Ainda assim, na tramitação da minirreforma eleitoral de 2015, a obrigação de imprimir o voto foi incluída por uma emenda do próprio Bolsonaro, então deputado. Mas, em setembro deste ano, o STF decidiu que a versão impressa violava a garantia constitucional do segredo do voto. Um dia após Bolsonaro recorrer a esse terraplanismo político, o presidente do Tribunal Superior Eleitoral, ministro Luís Roberto Barroso, não só lembrou dos altos custos para implantar a medida (2,5 bilhões de reais), como qualificou a ideia de “retrocesso”.
A urna eletrônica é projetada para ser um dispositivo isolado, sem conexão com a internet, Bluetooth ou qualquer tipo de rede, inibindo ataques externos. Além disso, existem trinta camadas de segurança que protegem os sistemas de tentativas de invasão. Ainda assim o TSE realiza testes públicos de segurança, em que grupos tentam violar a urna — já foram mais de cinquenta ataques e quase nenhuma vulnerabilidade detectada. Nas raríssimas vezes em que isso ocorre, o tribunal faz a correção e convida o hacker a tentar engambelar o mecanismo novamente. “As críticas são afastadas da realidade”, afirma o secretário de Tecnologia da Informação do TSE, Giuseppe Janino.
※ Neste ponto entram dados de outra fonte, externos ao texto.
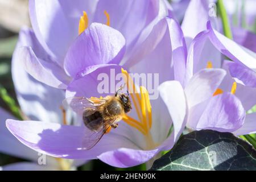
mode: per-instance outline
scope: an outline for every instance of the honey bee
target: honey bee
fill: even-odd
[[[72,97],[65,99],[63,104],[69,106],[82,117],[88,131],[85,136],[84,149],[93,147],[104,134],[115,129],[122,115],[131,109],[129,94],[120,93],[121,87],[114,96],[101,98]]]

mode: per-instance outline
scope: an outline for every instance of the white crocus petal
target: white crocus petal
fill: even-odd
[[[32,162],[19,162],[0,167],[0,171],[57,171],[59,169],[48,165]]]
[[[5,126],[7,119],[15,118],[0,108],[0,152],[22,159],[37,161],[38,152],[19,142]]]
[[[185,94],[180,82],[177,81],[168,81],[162,84],[159,86],[159,93],[168,107],[174,125],[171,137],[173,141],[168,146],[171,148],[185,125],[187,105]]]
[[[185,88],[188,108],[211,97],[226,75],[222,69],[204,69],[195,74]]]

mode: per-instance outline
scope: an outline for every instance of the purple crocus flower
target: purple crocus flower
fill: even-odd
[[[203,8],[204,6],[200,6],[199,11],[196,11],[196,14],[195,9],[196,7],[199,8],[198,6],[200,4],[199,1],[194,1],[193,3],[191,2],[183,23],[184,36],[186,40],[188,40],[187,43],[189,46],[188,56],[184,46],[181,46],[181,44],[175,46],[183,50],[179,52],[184,55],[181,57],[179,55],[180,57],[184,58],[181,61],[183,63],[179,63],[180,65],[182,66],[180,67],[179,71],[182,70],[181,68],[185,68],[185,77],[181,79],[176,78],[179,82],[170,81],[162,84],[159,88],[160,95],[165,101],[171,115],[175,111],[181,112],[181,110],[176,110],[178,109],[177,107],[171,103],[177,103],[176,98],[182,95],[180,93],[186,96],[186,117],[183,118],[186,121],[188,128],[234,133],[240,131],[240,129],[245,131],[244,128],[247,128],[246,134],[254,132],[254,127],[250,130],[245,124],[245,110],[243,107],[247,110],[250,109],[249,106],[251,107],[255,104],[255,102],[251,101],[248,104],[248,100],[245,99],[249,93],[252,96],[255,94],[254,89],[250,88],[254,87],[255,80],[255,73],[251,69],[254,68],[254,63],[256,63],[254,53],[213,28],[208,20],[208,12]],[[207,24],[207,30],[204,31],[204,26],[201,21],[195,22],[196,26],[188,29],[189,24],[193,23],[188,21],[189,17],[192,16],[194,17],[193,19],[198,19],[199,17],[197,16],[197,14],[199,11],[200,19]],[[191,28],[193,29],[192,31]],[[196,35],[197,32],[201,30],[202,32]],[[180,39],[182,40],[183,34],[180,35]],[[195,38],[190,40],[194,36]],[[174,53],[173,56],[175,56]],[[223,81],[226,72],[221,69],[212,68],[213,67],[221,67],[221,53],[234,61],[226,65],[226,69],[229,71],[228,75],[230,72],[237,82],[246,85],[246,86],[243,88],[237,82],[234,82],[232,86],[234,81],[230,79],[228,84],[226,78]],[[212,62],[210,60],[212,60]],[[179,61],[180,62],[180,59]],[[174,61],[175,64],[175,60],[174,60]],[[206,67],[208,68],[204,69]],[[236,74],[234,73],[235,70]],[[221,89],[219,88],[221,84],[221,85],[229,85],[230,88],[228,89],[225,87],[225,89]],[[234,96],[237,85],[239,85],[239,94]],[[179,88],[177,93],[170,94],[168,90],[175,86]],[[231,88],[231,92],[229,92]],[[251,121],[252,115],[253,114],[250,115],[247,119]],[[251,125],[251,122],[246,122]]]
[[[100,49],[116,47],[115,51],[112,49],[114,52],[108,53],[109,57],[101,57],[104,59],[105,63],[118,63],[114,62],[115,57],[122,56],[125,53],[122,64],[135,62],[139,57],[141,59],[150,54],[161,40],[163,34],[159,30],[164,24],[160,20],[168,13],[166,3],[162,0],[90,0],[77,1],[75,3],[69,1],[31,0],[29,9],[35,35],[27,36],[36,43],[20,48],[20,56],[26,71],[32,77],[60,89],[67,88],[71,80],[76,78],[76,76],[72,75],[70,70],[64,71],[68,64],[68,60],[64,63],[64,58],[79,34],[81,34],[81,37],[78,38],[80,39],[85,34],[94,38],[97,37],[98,40],[95,40],[100,41]],[[106,22],[113,28],[107,28],[104,24],[93,22]],[[98,32],[95,31],[96,27]],[[85,29],[87,32],[82,34]],[[115,30],[121,34],[115,34]],[[113,44],[108,44],[110,39]],[[115,46],[114,40],[122,42],[119,44],[121,47]],[[151,46],[149,42],[152,44]],[[89,46],[85,48],[89,51]],[[117,52],[119,55],[115,55]],[[86,61],[86,64],[79,66],[93,66],[99,61],[97,59]],[[82,72],[87,68],[80,69]]]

Há quem aponte a existência de outros motivos por trás da insistência do presidente no assunto — e qualquer semelhança com Trump não é coincidência. “Ele se prepara para a possibilidade de não ganhar as eleições em 2022, tumultuando a vitória de quem quer que seja”, acredita o cientista político Eurico Figueiredo, da Universidade Federal Fluminense (UFF). Sem nenhuma prova, Bolsonaro já havia lançado dúvidas sobre a lisura da eleição de 2018. Dizia ter tido votos suficientes para ganhar em primeiro turno. Passaram-se dois anos desde a sua vitória, sem que o presidente tenha levado às autoridades qualquer elemento de que a votação fora fraudulenta.
Existe também a suspeita de que seja apenas a velha tática diversionista de criar polêmicas aleatórias sempre que se vê às voltas com problemas reais envolvendo o governo (na economia, na saúde, no meio ambiente ou na política externa) ou a sua família — o filho Flávio Bolsonaro acabou de ser denunciado pelo Ministério Público do Rio de Janeiro no caso da “rachadinha”. “Bolsonaro procura agradar a seus setores mais próximos, ao mesmo tempo que desvia a discussão do que está acontecendo no país, sobretudo da crise econômica, do desemprego e da Covid-19”, afirma o cientista político Paulo Baía, professor da UFRJ.
Mesmo sem evidência alguma de fraude, no entanto, Bolsonaro mobiliza a sua militância. No Facebook, as interações em postagens com a expressão “voto impresso” eram inexpressivas em outubro. Foi só o presidente levantar a questão para, nos dias 5 e 6, haver mais de 570 000 interações sobre o assunto em páginas, grupos públicos, robôs e perfis verificados. Um dos fomentadores da onda é o filho do presidente Carlos Bolsonaro (Republicanos-RJ). Em 2018, ele disse que o TSE entregou códigos de segurança dos equipamentos à Venezuela e negou acesso a auditores brasileiros. Foi desmentido pelo tribunal e até por Hamilton Mourão, à época vice na chapa de Bolsonaro. Apesar da cortina de fumaça criada pelo presidente, ao que tudo indica, como sempre, a urna eletrônica passará em mais um teste no domingo 15, quando 148 milhões de eleitores estarão aptos a votar. Restará a Bolsonaro se conformar com os resultados, sejam eles quais forem.